1.From the previous exercise

ggplot(mtcars, aes(x = wt, y = mpg, col = cyl)) +
  geom_point(shape = 1, size = 4)

2. - Map cyl to fill,实际上是shape1是中空的,不能上色

ggplot(mtcars, aes(x = wt, y = mpg, fill = cyl)) +
  geom_point(shape = 1, size = 4)

3. - Change shape and alpha of the points in the above plot,不能上色就改一下shape,21

ggplot(mtcars, aes(x = wt, y = mpg, fill = cyl)) +
  geom_point(shape = 21, size = 4,alpha = 0.6)

4. - Map am to col in the above plot,在fill的基础上,加上边框色col

ggplot(mtcars, aes(x = wt, y = mpg, fill = cyl,col = am)) +
  geom_point(shape = 21, size = 4,alpha = 0.6)

如何选择表达方式:

Map cyl to size

ggplot(mtcars, aes(x = wt, y= mpg, size = cyl)) +
  geom_point()
## Warning: Using size for a discrete variable is not advised.

Map cyl to alpha

ggplot(mtcars, aes(x = wt, y= mpg,alpha = cyl)) +
  geom_point()

Map cyl to shape

ggplot(mtcars, aes(x = wt, y= mpg,shape = cyl)) +
  geom_point()

Map cyl to label

ggplot(mtcars, aes(x = wt, y= mpg,label = cyl)) +
  geom_text()

关于属性 attributes

Shapes in R can have a value from 1-25. Shapes 1-20 can only accept a color aesthetic, but shapes 21-25 have both a color and a fill aesthetic.

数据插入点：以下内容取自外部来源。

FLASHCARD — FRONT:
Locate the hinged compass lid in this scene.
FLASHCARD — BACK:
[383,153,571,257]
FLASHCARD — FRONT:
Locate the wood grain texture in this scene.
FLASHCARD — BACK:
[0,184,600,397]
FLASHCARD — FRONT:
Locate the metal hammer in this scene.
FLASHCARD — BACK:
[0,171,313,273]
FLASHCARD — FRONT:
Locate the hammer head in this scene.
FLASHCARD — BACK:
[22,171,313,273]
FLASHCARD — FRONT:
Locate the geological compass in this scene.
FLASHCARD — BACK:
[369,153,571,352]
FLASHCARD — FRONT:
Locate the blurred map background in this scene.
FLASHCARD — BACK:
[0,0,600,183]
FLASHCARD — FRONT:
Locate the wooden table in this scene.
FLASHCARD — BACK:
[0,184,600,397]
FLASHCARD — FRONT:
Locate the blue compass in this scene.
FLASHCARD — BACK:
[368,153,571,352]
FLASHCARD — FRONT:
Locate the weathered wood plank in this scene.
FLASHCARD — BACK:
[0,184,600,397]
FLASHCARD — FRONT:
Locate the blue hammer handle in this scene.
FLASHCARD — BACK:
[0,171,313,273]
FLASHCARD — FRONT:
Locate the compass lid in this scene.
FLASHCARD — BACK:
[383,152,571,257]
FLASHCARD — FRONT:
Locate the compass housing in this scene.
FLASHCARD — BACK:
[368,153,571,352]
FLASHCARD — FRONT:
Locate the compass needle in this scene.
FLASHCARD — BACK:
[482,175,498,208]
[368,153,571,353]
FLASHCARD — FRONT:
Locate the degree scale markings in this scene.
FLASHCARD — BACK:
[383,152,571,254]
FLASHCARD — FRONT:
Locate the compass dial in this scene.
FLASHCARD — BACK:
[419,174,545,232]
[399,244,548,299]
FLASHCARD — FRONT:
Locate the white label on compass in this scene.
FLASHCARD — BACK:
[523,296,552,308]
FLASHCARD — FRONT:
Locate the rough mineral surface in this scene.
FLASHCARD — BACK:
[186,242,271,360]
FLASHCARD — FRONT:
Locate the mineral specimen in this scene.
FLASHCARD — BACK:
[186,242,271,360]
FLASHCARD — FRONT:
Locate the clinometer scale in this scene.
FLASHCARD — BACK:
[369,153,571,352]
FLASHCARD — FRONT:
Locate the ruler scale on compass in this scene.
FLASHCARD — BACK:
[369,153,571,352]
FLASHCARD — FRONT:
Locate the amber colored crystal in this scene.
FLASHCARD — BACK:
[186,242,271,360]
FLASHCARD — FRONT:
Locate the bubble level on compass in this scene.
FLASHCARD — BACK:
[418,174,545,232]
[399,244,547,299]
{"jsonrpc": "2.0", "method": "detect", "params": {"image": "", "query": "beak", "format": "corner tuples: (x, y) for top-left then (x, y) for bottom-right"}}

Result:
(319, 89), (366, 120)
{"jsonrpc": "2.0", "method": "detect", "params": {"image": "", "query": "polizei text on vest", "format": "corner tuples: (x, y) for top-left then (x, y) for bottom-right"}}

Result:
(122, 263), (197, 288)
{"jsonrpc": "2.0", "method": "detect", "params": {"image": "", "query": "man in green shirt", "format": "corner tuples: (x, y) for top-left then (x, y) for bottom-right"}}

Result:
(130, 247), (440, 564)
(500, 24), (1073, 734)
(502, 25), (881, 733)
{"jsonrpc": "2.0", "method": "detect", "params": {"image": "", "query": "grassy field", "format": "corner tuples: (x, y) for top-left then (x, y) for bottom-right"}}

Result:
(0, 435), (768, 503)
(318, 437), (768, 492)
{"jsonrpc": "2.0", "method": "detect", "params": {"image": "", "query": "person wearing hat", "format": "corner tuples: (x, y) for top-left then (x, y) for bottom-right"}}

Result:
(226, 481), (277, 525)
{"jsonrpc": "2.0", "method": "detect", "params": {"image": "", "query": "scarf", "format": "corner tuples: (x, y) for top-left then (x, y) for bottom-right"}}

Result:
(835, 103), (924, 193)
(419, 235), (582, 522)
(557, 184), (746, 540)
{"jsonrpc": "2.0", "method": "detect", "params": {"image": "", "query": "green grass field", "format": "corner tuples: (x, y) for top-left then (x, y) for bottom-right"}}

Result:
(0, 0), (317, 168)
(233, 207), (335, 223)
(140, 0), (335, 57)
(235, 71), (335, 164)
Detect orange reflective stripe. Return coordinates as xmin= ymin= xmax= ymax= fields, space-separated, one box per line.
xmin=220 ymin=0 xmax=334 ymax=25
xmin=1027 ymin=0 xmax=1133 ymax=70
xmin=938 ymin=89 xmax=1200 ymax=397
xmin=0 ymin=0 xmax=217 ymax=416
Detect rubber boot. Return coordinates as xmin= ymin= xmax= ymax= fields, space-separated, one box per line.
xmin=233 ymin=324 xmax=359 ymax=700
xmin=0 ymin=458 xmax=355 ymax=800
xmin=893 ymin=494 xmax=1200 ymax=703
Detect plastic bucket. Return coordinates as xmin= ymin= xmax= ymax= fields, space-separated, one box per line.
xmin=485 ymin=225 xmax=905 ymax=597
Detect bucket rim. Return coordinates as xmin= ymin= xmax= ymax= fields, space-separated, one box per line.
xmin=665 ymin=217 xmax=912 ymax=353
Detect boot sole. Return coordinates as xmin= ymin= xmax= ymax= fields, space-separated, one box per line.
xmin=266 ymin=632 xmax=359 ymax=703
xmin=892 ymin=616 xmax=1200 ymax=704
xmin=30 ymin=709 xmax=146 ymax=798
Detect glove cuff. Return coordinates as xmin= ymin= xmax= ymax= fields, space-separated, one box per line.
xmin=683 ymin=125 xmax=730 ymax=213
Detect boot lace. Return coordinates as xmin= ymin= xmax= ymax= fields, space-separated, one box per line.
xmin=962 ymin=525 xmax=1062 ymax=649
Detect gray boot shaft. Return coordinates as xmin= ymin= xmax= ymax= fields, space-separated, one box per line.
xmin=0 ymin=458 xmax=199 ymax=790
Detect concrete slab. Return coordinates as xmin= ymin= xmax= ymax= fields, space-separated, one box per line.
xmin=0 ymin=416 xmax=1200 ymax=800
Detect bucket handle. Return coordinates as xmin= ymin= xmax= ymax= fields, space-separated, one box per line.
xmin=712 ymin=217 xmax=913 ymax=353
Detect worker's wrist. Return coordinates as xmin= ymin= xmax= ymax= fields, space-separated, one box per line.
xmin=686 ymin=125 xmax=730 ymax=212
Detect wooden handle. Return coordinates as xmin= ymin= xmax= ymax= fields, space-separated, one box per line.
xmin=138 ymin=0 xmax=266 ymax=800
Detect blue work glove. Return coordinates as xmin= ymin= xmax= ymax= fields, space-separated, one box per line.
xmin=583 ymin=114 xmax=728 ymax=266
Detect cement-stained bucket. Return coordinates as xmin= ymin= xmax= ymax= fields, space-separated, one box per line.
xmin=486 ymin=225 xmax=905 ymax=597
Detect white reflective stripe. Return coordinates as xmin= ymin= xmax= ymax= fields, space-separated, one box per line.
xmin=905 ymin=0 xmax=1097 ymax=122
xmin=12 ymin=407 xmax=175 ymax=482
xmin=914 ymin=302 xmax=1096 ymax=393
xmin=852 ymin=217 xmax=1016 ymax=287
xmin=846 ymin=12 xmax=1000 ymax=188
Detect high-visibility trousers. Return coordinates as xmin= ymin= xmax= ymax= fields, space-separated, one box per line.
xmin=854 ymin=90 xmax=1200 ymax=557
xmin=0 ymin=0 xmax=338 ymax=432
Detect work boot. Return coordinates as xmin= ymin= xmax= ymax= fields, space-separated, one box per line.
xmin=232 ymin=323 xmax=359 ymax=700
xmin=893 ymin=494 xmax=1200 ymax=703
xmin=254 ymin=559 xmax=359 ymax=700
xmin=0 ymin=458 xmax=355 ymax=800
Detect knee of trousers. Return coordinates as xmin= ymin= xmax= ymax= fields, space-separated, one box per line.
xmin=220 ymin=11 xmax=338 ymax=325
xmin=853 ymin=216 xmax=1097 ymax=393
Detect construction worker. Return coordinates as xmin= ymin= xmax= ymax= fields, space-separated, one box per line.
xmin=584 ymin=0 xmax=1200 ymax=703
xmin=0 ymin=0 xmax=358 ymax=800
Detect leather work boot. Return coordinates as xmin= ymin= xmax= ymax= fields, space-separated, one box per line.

Define a hexadecimal color

my_color <- "#4ABEFF"

1 - First scatter plot, with col aesthetic:

map wt onto x, mpg onto y and cyl onto color:

ggplot(mtcars, aes(x = wt, y = mpg, color = cyl)) +
  geom_point()

2 - Plot 1, but set col attributes in geom layer:体会的是覆盖的感觉

Overwrite the color of the points inside geom_point() to my_color

ggplot(mtcars, aes(x = wt, y = mpg, color = cyl)) +
  geom_point(color = my_color)

3 - Plot 2, with fill instead of col aesthetic, plut shape and size attributes in geom layer.

map cyl to fill instead of col and set the attributes size to 10, shape to 23 and color to my_color inside geom_point()

不是每一个图形都需要fill的

ggplot(mtcars, aes(x = wt, y = mpg, fill = cyl)) +
  geom_point(size = 10, shape = 23, color = my_color)

再来一波,复习

Expand to draw points with alpha 0.5,这时候fill是没有用的,尝试改成col

ggplot(mtcars, aes(x = wt, y = mpg, fill = cyl)) +
  geom_point(alpha = 0.5)

Expand to draw points with shape 24 and color yellow

ggplot(mtcars, aes(x = wt, y = mpg, fill = cyl)) +
  geom_point(shape = 24, color = "yellow")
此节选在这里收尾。